Another miserable year

COMMENT: The port and shipping industry really do not have much to look forward to these days. Despite all the recent scrapping of ships of all types, there is still a surplus of tonnage that slack demand cannot fill, writes Ben Hackett.

Demand remains at very low levels in North America, weak in Europe and downright negative in other areas bar Australia. There are few signs that economies will pick up in the coming year suggesting that demand will remain weak for the next 12 months. This is not good news for ports, terminals and shipping lines.

Conflicts in the Middle East, Eastern Africa and political uncertainty in Europe and the US are not helpful. If things were not bad enough, the success of Donald Trump in reaching the White House raises huge question marks about global trade if he proceeds to dismantle or re-negotiate trade agreements. There is no reason to believe that he will not do so. That puts further downward pressure on global trade, particularly if tariffs are brought into play. 

History tells us that if one nation applies tariffs, then others will respond accordingly. Unless there is a sense of reality we may well see the beginning of a recession in response to retaliatory trade measures.

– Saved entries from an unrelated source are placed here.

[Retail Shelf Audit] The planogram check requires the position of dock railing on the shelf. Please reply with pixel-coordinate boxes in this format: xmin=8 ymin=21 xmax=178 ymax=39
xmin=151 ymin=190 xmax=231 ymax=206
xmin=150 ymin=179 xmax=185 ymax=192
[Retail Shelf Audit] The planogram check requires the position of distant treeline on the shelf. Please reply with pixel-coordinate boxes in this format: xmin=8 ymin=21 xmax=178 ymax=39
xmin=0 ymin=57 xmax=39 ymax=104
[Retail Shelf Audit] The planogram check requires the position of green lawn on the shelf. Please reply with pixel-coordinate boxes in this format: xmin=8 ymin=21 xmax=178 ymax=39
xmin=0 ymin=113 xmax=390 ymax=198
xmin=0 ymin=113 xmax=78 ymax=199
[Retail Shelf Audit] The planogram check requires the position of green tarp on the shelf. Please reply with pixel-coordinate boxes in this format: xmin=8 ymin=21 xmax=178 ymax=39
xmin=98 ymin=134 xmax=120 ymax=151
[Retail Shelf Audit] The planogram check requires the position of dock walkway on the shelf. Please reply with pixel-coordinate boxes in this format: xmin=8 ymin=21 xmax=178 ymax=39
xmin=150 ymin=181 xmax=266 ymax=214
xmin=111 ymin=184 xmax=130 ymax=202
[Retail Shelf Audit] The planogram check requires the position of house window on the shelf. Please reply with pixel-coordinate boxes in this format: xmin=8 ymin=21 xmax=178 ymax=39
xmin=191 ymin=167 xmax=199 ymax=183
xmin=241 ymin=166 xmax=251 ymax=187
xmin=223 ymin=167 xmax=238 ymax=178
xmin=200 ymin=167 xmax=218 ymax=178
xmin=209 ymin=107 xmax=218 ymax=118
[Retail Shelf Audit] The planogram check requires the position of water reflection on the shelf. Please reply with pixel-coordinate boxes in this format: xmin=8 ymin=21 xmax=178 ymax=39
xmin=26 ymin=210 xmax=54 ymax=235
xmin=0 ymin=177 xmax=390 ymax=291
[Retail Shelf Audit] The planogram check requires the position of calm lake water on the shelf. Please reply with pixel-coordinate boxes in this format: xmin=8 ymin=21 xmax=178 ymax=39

Who gets hurt? The providers of transportation and the service industries that support international trade. But let us not forget that many US and European companies are heavily invested in places like Mexico, Vietnam, and China. Their business is threatened and it is hard to see why US companies would bring back their huge monetary reserves in response to a tax cut. The two concepts do not add up.

Economic growth will splutter in response to this increased uncertainty and consumers may well decide that they do not need the latest gadgets and fashions. Industry may decide to delay investments which will hit the major commodities. Maybe the one bit of good news is that Trump is promising to spend a trillion dollars on infrastructure. You can bet your boots however that it will not be with Chinese steel or foreign cement.